Voltar ao acervoDECISÃO
Trata-se de Habeas Corpus com pedido de liminar impetrado em favor de RAISSA GOMES FRANCISCO, no qual se aponta como autoridade coatora Desembargador do TRIBUNAL DE JUSTIÇA DO ESTADO DE SÃO PAULO.
Consta dos autos que a paciente cumpria pena privativa de liberdade de 6 (seis) anos, 2 (dois) meses e 20 (vinte) dias em regime semiaberto e teve unificadas as penas com condenação posterior, elevando a reprimenda para 11 (onze) anos, 2 (dois) meses e 20 (vinte) dias de reclusão, com consequente regressão ao regime fechado.
A impetrante alega a inviabilidade de unificação de penas antes do trânsito em julgado da condenação mais recente, pois configuraria violação do princípio da presunç ão de inocência e da vedação de execução provisória dos efeitos prejudiciais da condenação.
Aduz a necessidade de interpretação restritiva do art. 111 da Lei n. 7.210/1984, em conformidade com a Constitução da República e a Súmula n. 716 do STF.
Requer, liminar e definitivamente, a concessão da ordem para que seja anulada a unificação das penas da paciente e eleaborado novo cálculo de liquidação das sanções .
É o relatório.
Decido.
O writ não merece prosseguir.
A decisão combatida foi proferida monocraticamente pelo Desembargador relator na origem.
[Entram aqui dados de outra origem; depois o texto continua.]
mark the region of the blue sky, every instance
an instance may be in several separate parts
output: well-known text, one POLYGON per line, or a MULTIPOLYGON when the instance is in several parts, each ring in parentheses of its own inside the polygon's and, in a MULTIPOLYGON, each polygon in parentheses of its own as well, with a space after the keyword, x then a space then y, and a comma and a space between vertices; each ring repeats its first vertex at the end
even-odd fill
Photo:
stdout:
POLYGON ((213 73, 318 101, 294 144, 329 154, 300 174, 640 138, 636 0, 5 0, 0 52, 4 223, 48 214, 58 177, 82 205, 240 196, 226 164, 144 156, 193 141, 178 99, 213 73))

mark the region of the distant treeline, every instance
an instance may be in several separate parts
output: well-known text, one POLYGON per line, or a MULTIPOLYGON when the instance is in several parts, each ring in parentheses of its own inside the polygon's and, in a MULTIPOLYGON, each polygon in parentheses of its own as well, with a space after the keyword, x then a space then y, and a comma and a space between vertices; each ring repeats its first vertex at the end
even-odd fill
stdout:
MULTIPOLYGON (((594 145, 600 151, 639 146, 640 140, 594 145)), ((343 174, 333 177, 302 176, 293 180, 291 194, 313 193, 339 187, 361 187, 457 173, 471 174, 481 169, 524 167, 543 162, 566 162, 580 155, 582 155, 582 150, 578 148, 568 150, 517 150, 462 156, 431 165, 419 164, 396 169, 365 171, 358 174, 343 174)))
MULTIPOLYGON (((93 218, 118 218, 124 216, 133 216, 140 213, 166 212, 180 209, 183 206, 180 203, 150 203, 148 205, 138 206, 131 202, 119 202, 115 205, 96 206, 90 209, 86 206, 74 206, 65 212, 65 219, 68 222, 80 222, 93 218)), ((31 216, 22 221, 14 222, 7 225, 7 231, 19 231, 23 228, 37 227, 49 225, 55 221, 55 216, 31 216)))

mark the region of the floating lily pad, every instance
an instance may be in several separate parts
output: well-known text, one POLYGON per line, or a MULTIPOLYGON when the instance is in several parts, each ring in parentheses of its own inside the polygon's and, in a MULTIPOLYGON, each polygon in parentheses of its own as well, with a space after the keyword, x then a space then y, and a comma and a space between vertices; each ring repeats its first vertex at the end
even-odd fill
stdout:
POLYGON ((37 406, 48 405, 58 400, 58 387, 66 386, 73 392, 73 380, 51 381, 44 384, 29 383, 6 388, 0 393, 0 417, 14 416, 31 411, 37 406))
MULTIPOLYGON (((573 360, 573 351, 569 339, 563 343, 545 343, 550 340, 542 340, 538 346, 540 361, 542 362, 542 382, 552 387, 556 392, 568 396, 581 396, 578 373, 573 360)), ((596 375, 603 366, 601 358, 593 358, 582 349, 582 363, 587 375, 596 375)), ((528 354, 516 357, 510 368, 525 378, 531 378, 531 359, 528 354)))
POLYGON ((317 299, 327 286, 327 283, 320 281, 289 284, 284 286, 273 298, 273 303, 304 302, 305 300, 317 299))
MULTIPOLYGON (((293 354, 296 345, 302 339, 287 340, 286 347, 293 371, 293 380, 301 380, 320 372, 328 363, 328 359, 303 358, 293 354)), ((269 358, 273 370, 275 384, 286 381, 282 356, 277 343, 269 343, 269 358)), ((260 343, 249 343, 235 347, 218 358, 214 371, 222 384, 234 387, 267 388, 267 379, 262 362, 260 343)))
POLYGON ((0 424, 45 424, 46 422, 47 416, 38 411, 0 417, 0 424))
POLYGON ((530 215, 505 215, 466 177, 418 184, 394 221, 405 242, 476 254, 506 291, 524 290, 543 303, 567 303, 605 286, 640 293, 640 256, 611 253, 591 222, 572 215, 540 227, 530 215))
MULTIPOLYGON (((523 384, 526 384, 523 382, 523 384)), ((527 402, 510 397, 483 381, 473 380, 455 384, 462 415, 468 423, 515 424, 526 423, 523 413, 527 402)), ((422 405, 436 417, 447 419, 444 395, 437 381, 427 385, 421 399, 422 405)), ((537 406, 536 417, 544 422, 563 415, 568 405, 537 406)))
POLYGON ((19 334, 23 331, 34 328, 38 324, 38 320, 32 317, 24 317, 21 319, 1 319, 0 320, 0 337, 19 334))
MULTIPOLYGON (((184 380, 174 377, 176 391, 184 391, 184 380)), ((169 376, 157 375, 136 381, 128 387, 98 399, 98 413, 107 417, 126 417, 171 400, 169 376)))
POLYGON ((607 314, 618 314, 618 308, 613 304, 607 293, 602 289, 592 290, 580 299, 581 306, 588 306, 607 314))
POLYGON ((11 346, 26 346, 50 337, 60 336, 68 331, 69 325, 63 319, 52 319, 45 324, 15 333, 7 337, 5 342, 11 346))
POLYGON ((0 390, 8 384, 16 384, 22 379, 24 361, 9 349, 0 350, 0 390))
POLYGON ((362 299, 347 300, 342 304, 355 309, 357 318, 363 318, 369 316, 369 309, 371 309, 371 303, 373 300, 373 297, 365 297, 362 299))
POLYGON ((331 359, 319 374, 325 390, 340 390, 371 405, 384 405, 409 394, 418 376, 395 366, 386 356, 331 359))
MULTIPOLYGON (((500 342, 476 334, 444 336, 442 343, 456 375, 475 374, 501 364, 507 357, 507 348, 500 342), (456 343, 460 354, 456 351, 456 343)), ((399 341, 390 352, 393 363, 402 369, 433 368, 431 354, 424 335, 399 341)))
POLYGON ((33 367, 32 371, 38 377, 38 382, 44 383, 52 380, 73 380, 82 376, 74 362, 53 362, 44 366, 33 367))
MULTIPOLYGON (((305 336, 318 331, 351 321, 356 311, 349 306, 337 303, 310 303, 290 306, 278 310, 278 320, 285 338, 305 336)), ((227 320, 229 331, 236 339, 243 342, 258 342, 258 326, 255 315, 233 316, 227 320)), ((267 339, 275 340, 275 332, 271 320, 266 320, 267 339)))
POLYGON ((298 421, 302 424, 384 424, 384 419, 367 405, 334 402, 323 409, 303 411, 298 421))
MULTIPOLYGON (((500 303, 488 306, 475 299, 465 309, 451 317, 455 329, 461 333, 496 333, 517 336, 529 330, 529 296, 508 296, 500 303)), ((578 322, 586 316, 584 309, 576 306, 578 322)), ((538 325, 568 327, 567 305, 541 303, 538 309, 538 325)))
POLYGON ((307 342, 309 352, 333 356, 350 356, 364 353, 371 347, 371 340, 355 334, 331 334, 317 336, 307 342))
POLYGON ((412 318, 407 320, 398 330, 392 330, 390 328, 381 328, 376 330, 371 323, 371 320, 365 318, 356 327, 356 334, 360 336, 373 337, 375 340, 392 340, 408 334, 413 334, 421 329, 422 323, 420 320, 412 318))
Não há, pois, deliberação colegiada sobre a matéria trazida na presente impetração, o que inviabiliza o seu conhecimento pelo Superior Tribunal de Justiça. Confira-se, a propósito:
AGRAVO REGIMENTAL NO HABEAS CORPUS. TRÁFICO DE ENTORPECENTES. DOSIMETRIA. AÇÃO CONSTITUCIONAL CONTRA DECISÃO MONOCRÁTICA DE DESEMBARGADOR RELATOR. INCOMPETÊNCIA DO STJ. IMPETRAÇÃO SUBSTITUTIVA DE REVISÃO CRIMINAL. CONDENAÇÃO TRANSITADA EM JULGADO. INADMISSIBILIDADE. INCOMPETÊNCIA DO STJ. AGRAVO REGIMENTAL DESPROVIDO.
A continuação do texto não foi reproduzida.